Emplacement
France
43° 39' 29.1312" N, 7° 7' 21.7308" E
C’est le Loup qui donne son nom au village. Il y prend sa forme diminutive de Loubelo et coule paisiblement au pied du promontoire que domine l’imposant château. On l’aura compris, le Loup du lieu est tout ce qu’il y a de plus pacifique, agréable cours d’eau qui vient rafraîchir les plaines chaudes du littoral avant de se jeter dans la Méditerranée. Les romains profitaient déjà de ces plaines arrosées et verdoyantes. Nombres d’études érudites relatent les découvertes du quartier du Vaugrenier qui garde d’importants souvenirs de cette époque antique.
Le Moyen-Age apporte son lot d’attaques et de dangers.
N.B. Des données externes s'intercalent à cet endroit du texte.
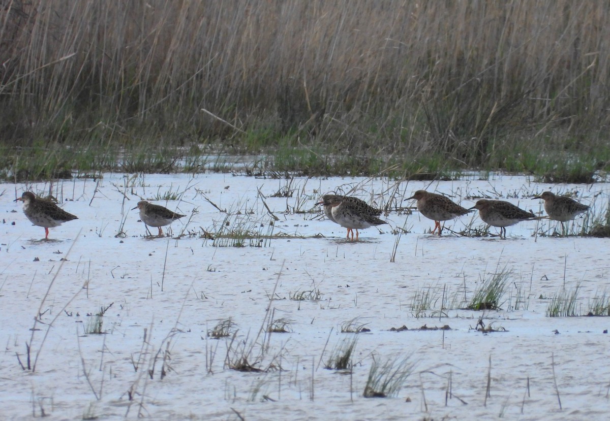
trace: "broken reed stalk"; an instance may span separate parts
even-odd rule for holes
[[[102,373],[102,380],[101,383],[99,385],[99,394],[96,391],[95,388],[91,383],[91,378],[89,377],[89,372],[87,370],[87,364],[85,363],[85,358],[82,356],[82,350],[81,348],[81,339],[78,335],[78,330],[76,331],[76,343],[78,344],[78,353],[81,356],[81,364],[82,365],[82,373],[85,376],[85,380],[87,380],[87,384],[89,385],[89,387],[91,388],[91,391],[93,392],[93,395],[95,397],[96,400],[99,400],[102,397],[102,387],[104,385],[104,373]]]
[[[32,334],[30,336],[30,342],[27,345],[28,369],[30,368],[30,352],[31,350],[32,342],[34,341],[34,333],[37,330],[36,325],[39,322],[41,323],[41,322],[39,322],[38,318],[40,317],[40,314],[41,314],[42,312],[42,306],[44,305],[45,302],[46,300],[47,297],[49,296],[49,293],[51,292],[51,288],[52,288],[53,284],[55,283],[55,280],[57,278],[57,275],[59,275],[59,272],[61,272],[62,267],[63,266],[63,264],[65,262],[68,261],[68,256],[70,255],[70,252],[72,251],[72,248],[74,246],[74,245],[76,244],[76,242],[78,241],[79,237],[81,236],[81,231],[82,231],[82,228],[80,230],[79,230],[78,233],[74,238],[74,242],[73,242],[72,245],[70,246],[70,248],[68,249],[68,252],[66,253],[66,256],[63,258],[63,260],[62,260],[62,263],[59,264],[59,267],[57,268],[57,272],[56,272],[55,275],[53,277],[53,278],[51,280],[51,283],[49,284],[49,288],[46,289],[46,292],[45,293],[45,296],[43,297],[42,300],[40,301],[40,306],[38,307],[38,312],[37,313],[36,316],[34,317],[34,326],[32,327]],[[55,323],[55,321],[57,320],[57,318],[63,313],[64,310],[65,310],[66,308],[68,308],[68,306],[70,305],[70,303],[71,303],[72,301],[74,299],[76,299],[76,297],[79,294],[81,294],[81,291],[82,291],[84,289],[85,285],[88,282],[88,281],[85,281],[85,285],[84,285],[81,288],[79,288],[79,290],[76,291],[76,292],[72,296],[72,297],[68,300],[68,302],[66,302],[64,305],[63,307],[62,308],[62,310],[60,310],[59,311],[57,312],[57,316],[56,316],[53,318],[53,319],[51,320],[51,322],[46,324],[46,331],[45,332],[45,336],[43,337],[42,341],[40,342],[40,346],[38,347],[38,351],[36,352],[36,356],[35,358],[34,358],[34,364],[31,366],[32,372],[34,372],[35,371],[36,371],[36,363],[38,362],[38,357],[40,356],[40,352],[42,351],[43,345],[44,345],[45,342],[46,341],[46,338],[49,336],[49,332],[51,330],[51,328],[52,327],[53,324]]]
[[[559,389],[557,387],[557,377],[555,376],[555,354],[552,352],[551,353],[551,368],[553,369],[553,382],[555,385],[555,393],[557,394],[557,402],[559,404],[559,409],[561,410],[562,409],[561,398],[559,397]]]
[[[167,252],[170,249],[170,239],[167,239],[167,245],[165,246],[165,258],[163,261],[163,272],[161,274],[161,292],[163,292],[163,283],[165,280],[165,266],[167,264]],[[193,283],[191,283],[191,285]],[[182,304],[184,306],[184,303]]]
[[[487,369],[487,387],[485,391],[485,401],[483,402],[483,406],[487,406],[487,398],[491,397],[491,395],[489,393],[490,389],[491,389],[492,385],[492,355],[489,354],[489,368]]]
[[[317,367],[315,367],[316,370],[317,370],[318,368],[320,368],[320,363],[322,362],[322,358],[324,357],[324,352],[326,351],[326,346],[328,345],[328,341],[331,339],[331,334],[332,333],[332,330],[334,328],[334,328],[334,326],[332,327],[331,327],[331,331],[329,331],[328,333],[328,337],[326,338],[326,343],[324,344],[324,348],[322,348],[322,353],[321,353],[321,355],[320,355],[320,359],[318,361],[318,366],[317,366]]]

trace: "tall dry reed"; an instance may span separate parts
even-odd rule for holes
[[[5,143],[235,135],[201,108],[271,146],[289,134],[468,165],[507,133],[542,151],[607,138],[608,2],[1,5]]]

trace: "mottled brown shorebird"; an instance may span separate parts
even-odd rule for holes
[[[356,230],[356,239],[357,240],[358,230],[387,224],[377,218],[381,214],[381,210],[357,197],[325,194],[316,204],[323,206],[324,212],[329,219],[347,228],[346,238],[350,238],[351,233],[351,239],[354,239],[354,230]]]
[[[429,193],[425,190],[418,190],[413,194],[413,196],[405,200],[408,200],[411,199],[417,200],[417,210],[422,215],[434,221],[432,234],[438,228],[439,235],[440,235],[442,230],[440,226],[441,221],[453,219],[470,211],[454,203],[448,197],[440,194]]]
[[[489,200],[481,199],[470,209],[478,209],[479,216],[484,222],[493,227],[500,227],[500,236],[506,238],[506,227],[515,225],[522,221],[528,221],[536,218],[531,212],[523,210],[512,203],[504,200]]]
[[[572,197],[555,196],[550,191],[545,191],[533,198],[544,200],[544,210],[547,211],[549,219],[561,222],[562,232],[565,232],[564,222],[573,219],[589,210],[588,206],[578,203]]]
[[[172,212],[167,208],[159,205],[153,205],[146,200],[140,200],[134,209],[140,210],[140,219],[145,224],[150,227],[159,227],[159,236],[163,236],[161,227],[170,225],[176,219],[185,215]],[[134,210],[132,209],[132,210]]]
[[[23,202],[23,213],[37,227],[45,228],[45,239],[49,239],[49,228],[55,228],[78,218],[68,213],[51,200],[37,197],[31,191],[24,192],[15,202]]]

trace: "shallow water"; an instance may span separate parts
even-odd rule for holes
[[[451,233],[484,227],[474,213],[446,223],[447,235],[439,238],[425,233],[434,222],[414,211],[382,216],[387,225],[362,230],[361,241],[351,242],[314,205],[325,193],[353,187],[355,196],[377,205],[392,191],[398,206],[414,206],[402,199],[426,189],[465,207],[489,196],[540,213],[542,201],[529,199],[534,194],[576,190],[592,214],[600,215],[608,207],[607,184],[548,185],[501,174],[431,185],[296,179],[288,189],[292,197],[271,197],[289,182],[217,174],[107,174],[99,182],[64,182],[52,186],[54,196],[79,219],[51,228],[51,241],[40,241],[44,229],[32,226],[12,202],[26,186],[0,186],[4,417],[38,417],[43,410],[49,420],[135,419],[138,412],[149,419],[239,419],[234,411],[245,419],[278,420],[576,420],[601,419],[610,410],[610,347],[603,333],[610,319],[545,317],[549,299],[576,286],[576,310],[586,314],[608,286],[610,240],[541,236],[556,227],[544,219],[508,227],[506,239]],[[44,183],[27,188],[49,191]],[[168,192],[181,200],[154,200]],[[143,236],[138,211],[129,210],[141,199],[186,214],[171,232],[192,235]],[[577,219],[571,232],[584,222]],[[246,247],[215,247],[201,238],[221,227],[271,238],[243,239]],[[392,233],[397,227],[408,232],[398,237]],[[115,236],[121,233],[126,236]],[[501,311],[459,310],[504,269],[511,274]],[[290,299],[309,291],[320,299]],[[414,306],[423,291],[434,299],[431,308],[418,312]],[[451,310],[441,313],[443,300]],[[87,314],[109,306],[106,333],[84,334],[93,319]],[[40,330],[32,331],[39,313]],[[474,330],[481,316],[486,325],[507,331]],[[232,342],[206,336],[229,317],[239,329]],[[271,317],[289,319],[293,331],[260,333]],[[353,334],[341,333],[342,325],[354,318],[370,332],[357,335],[353,375],[324,369],[335,347]],[[403,325],[409,330],[389,331]],[[424,325],[451,330],[413,330]],[[26,364],[30,341],[32,360],[38,356],[34,372],[22,370],[16,356]],[[251,350],[248,363],[271,369],[228,369],[227,359],[244,349]],[[373,361],[408,356],[415,365],[396,397],[362,397]]]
Le territoire alentour a gardé ses étonnantes tours de guet. C’est peut-être au pied de la tour de la Trinité (dite aussi de la Madone), au quartier de la Garde, que le premier village de Villeneuve-Loubet s’est formé. Elle est maintenant isolé, mais garde ce lien visible avec celle du Loubet au profil étrangement incliné. On imagine les signaux de feux et de fumées qui se répétaient de tour en tour, vers Saint Paul, Bar sur Loup, Cagnes et au-delà.
C’est sans doute autour du 12ème siècle que le site du Loubet prend son essor, la construction du château pourrait avoir débuté dès cette époque. Au cours du siècle suivant se fait l’entrée dans la grande Histoire, avec l’attribution du fief à Romée de Villeneuve, prestigieux ministre du Comte de Provence. L’homme d’arme jouera un rôle déterminant pour l’évolution de la Provence, mais c’est l’élévation de son âme qui le portera sur les plus hauts sommets du Paradis de la Divine Comédie de Dante Alighieri. On l’imagine en prière dans son château, revêtu de la bure du moine pour retrouver l’humilité qui fut sa plus belle arme.
Un site aussi noblement habité ne pouvait recevoir moins qu’un roi, c’est le plus puissant d’entre eux qui séjournera au château, à l’occasion d’une démarche de paix proposée par le pape Paul III. En 1538, François Ier s’installe à Villeneuve-Loubet, le temps de signer un traité avec son ennemi Charles-Quint, (c’est le célèbre Congrès de Nice), mais aussi de visiter les lieux alentours. Un tel événement reste dans nos mémoires et c’est joyeusement qu’on le revivra chaque année dans une grande fête de la Renaissance où le village s’anime de couleurs et bannières d’autrefois, donnant à chacun l’occasion de se vêtir de l’habit du villageois qui se prépare à accueillir le Roy.
La fête sera aussi celle des saveurs, les gastronomes avertis ne manqueront pas les fêtes gourmandes, instituées dans le souvenir d’Auguste Escoffier dont on visite encore la maison natale pour se délecter à la lecture des ses savoureux menus et recettes inventives. Au-delà du grand Chef, c’est l’aussi l’homme qu’on se plaira à découvrir. Tout comme le village où il est né, il ne manque pas de ressources et sera appelé à un destin prestigieux.